[ogg-dev] Header packet multiplicity

Tue Feb 12 12:24:08 PST 2008

On 12-Feb-08, at 4:49 AM, ogg.k.ogg.k at googlemail.com wrote:

> Has anyone thoughts on whether multiple header packets are a good  
> idea ?
> I currently have a header per "type" of data, and I'm now at 9  
> headers. The
> original idea was to make it harder to hit a maximum limit, but I've
> since realized
> that the 64 KB (ish) limit is on pages, rather than on packets, so  
> this is moot.
>
> I've recently slightly changed the format of my headers after  
> reading the wiki
> about RTP encapsulation, and the way headers may have to be  
> concatenated
> in some containers. In my particular case, all header packets are
> critical (apart
> from the Vorbis comments packet, actually), and data packets aren't  
> (though
> losing one would lose one text event).
>
> In this light, does anyone know of results (statistical or  
> otherwise) indicating
> whether having multiple smaller packets is better or not than a  
> consolidated
> single packet ?

It's nice if the first header is small, because it lets you find the  
beginning-of-stream (bos) packets for all the streams quickly,  
ideally within a single read buffer, so you can configure the decoder  
pipeline. Currently the bos headers we have for codecs in Ogg are all  
less than 100 bytes.

Otherwise, I don't suppose it matters much. The other main  
recommendation is that all the headers go together at the beginning,  
with a page flush after the last one, so it's easy to (a) find them  
and (b) copy and paste them when you're doing editing.

> Additionally, is there some kind of guidelines about header packet  
> design, and
> the constraints or recommendations about it ? I'm thinking about  
> parsing those
> packets by a parser that doesn't know their format, from, eg,
> http://wiki.xiph.org/index.php/Oggless,  that specify a way to skip
> those headers without actually understanding them.

So I'd say:

* Ogg requires some way to identify the codec from the first packet.
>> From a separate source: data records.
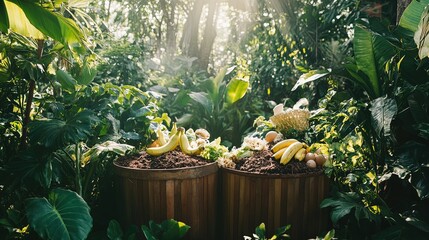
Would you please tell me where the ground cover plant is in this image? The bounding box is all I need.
[0,0,428,239]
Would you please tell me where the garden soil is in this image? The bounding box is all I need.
[117,149,322,175]
[115,149,210,169]
[235,149,323,175]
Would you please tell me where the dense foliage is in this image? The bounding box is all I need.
[0,0,428,239]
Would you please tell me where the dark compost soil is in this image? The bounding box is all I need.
[115,150,210,169]
[234,149,323,175]
[115,149,323,175]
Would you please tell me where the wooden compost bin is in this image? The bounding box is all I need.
[114,162,218,240]
[221,168,329,240]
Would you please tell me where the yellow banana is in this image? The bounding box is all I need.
[156,127,167,146]
[179,128,203,155]
[146,128,182,156]
[280,142,303,165]
[273,147,287,160]
[169,123,177,137]
[271,139,299,153]
[294,148,306,161]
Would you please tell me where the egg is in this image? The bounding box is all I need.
[314,154,326,166]
[306,160,317,168]
[305,152,316,162]
[264,131,278,143]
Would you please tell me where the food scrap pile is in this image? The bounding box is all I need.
[218,100,328,175]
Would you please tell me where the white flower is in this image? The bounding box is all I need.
[242,137,268,151]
* Lots of frameworks either don't expect headers at all, or treat  
them as a single blob, so they may have to pack multiple headers  
together. Having fixed or internally described packet lengths can  
simplify this.

* Ideally it should be easy to figure out how to interpret the Ogg  
granulepos by grabbing a few bits out of the header packets. For  
example, the theora frame rate can be read directly out of the first  
header packet, but we messed up in that the shift (radix) that  
divides the granulepos field isn't byte aligned in the header. With  
vorbis, one can likewise read the samplerate directly which is enough  
for seeking, but recalculating per-packet timestamps requires parsing  
the mode table out of the third header packet, which is a serious  
pain. Likewise, Dirac has only one header, but it's a couple of pages  
of code to get the framerate out of it because it's all variable- 
length coded with a hierarchy of defaults from tables and explicitly  
coded overrides.

* Likewise, and regardless of whether you're using Ogg, it's nice if  
other parameters that might be relevant to setting up a pipeline are  
easy to extract without a full parser: frame size for video codecs,  
number of channels for audio codecs, that sort of thing.

  -r